Friday, August 20, 2021

More Fun with Linux I/O Stats

I did not disclose boot times or time spent reading with my previous post. This is because the Linux drive is, in fact, on SATA 2 and not SATA 3.  My motherboard only has a single SATA 3 (6 Gbps) port, and Windows was already on it.  I installed a second drive for Linux, which means that the new SSD went on SATA 2 instead.

However, I did temporarily swap the cables, and take some numbers for Linux booting with SATA 3 instead.  This occurred on Ubuntu Studio 21.04, which is the version that I have installed on the bare metal, rather than inside a virtual machine.

The boot time for Ubuntu Studio from Grub-to-desktop was at most 1 second faster on SATA 3, although Linux did report half the time spent reading in /proc/diskstats.
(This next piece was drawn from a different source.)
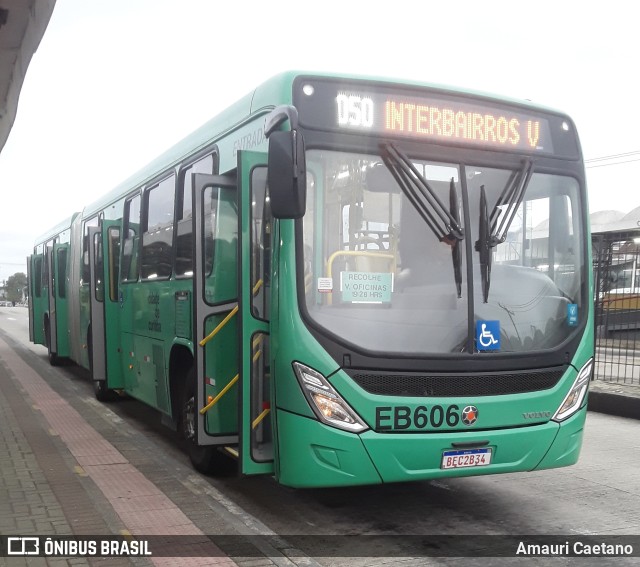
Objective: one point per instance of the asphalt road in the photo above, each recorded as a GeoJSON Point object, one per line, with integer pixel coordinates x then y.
{"type": "Point", "coordinates": [596, 500]}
From this, I have to conclude that the disk is not a limiting factor: whether the disk is spending 5.5 or 11 seconds to return data leads to boot times of 13.6 vs 14.5 seconds.  Cutting the bandwidth in half only raises the overall boot time by 6.6%.
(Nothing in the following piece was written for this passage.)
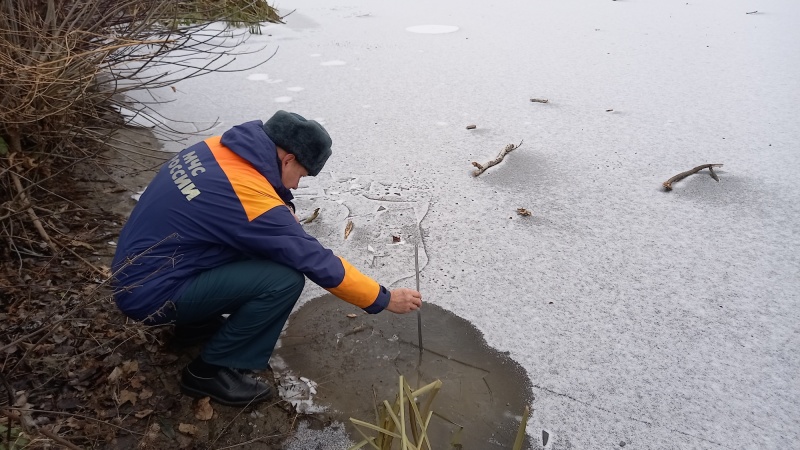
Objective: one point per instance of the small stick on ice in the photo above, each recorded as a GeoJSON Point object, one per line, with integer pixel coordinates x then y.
{"type": "Point", "coordinates": [419, 315]}
{"type": "Point", "coordinates": [482, 168]}
{"type": "Point", "coordinates": [668, 184]}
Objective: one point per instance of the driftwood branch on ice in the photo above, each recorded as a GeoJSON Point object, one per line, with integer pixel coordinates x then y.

In fact, the last boot before I uninstalled VirtualBox, but on SATA 3, recorded 40914 I/O requests, 1958574 sectors, and 10917 ms waiting for the disk, for a 16.0 second boot.  After merely uninstalling VirtualBox and rebooting, there were 16217 requests (60% fewer), 1256806 sectors (36% fewer), 5698 ms waiting (48% less), and 13.8 seconds wall time (14% less).  For what it’s worth, “used memory” reported just after the /proc/diskstats check dropped from 673 MB to 594 MB (12% less).

In other words, the interface is less relevant than whether VirtualBox is installed.

(The virt-manager + Cinnamon experiment was caused by the removal of VirtualBox, but happened after I/O numbers were finished.  Also undisclosed previously: the drive itself is a Samsung 870 EVO 250 GB, so its performance should be fairly close to the limits of SATA 3.)

The conclusion remains the same; more speed on the disk is not going to help my current PC.  My next PC (whether Windows 10 or the hardware gives way first) will support NVMe, but I probably won't use it unless there are a couple of M.2 slots.  Being able to clone a drive has been incredibly useful to me.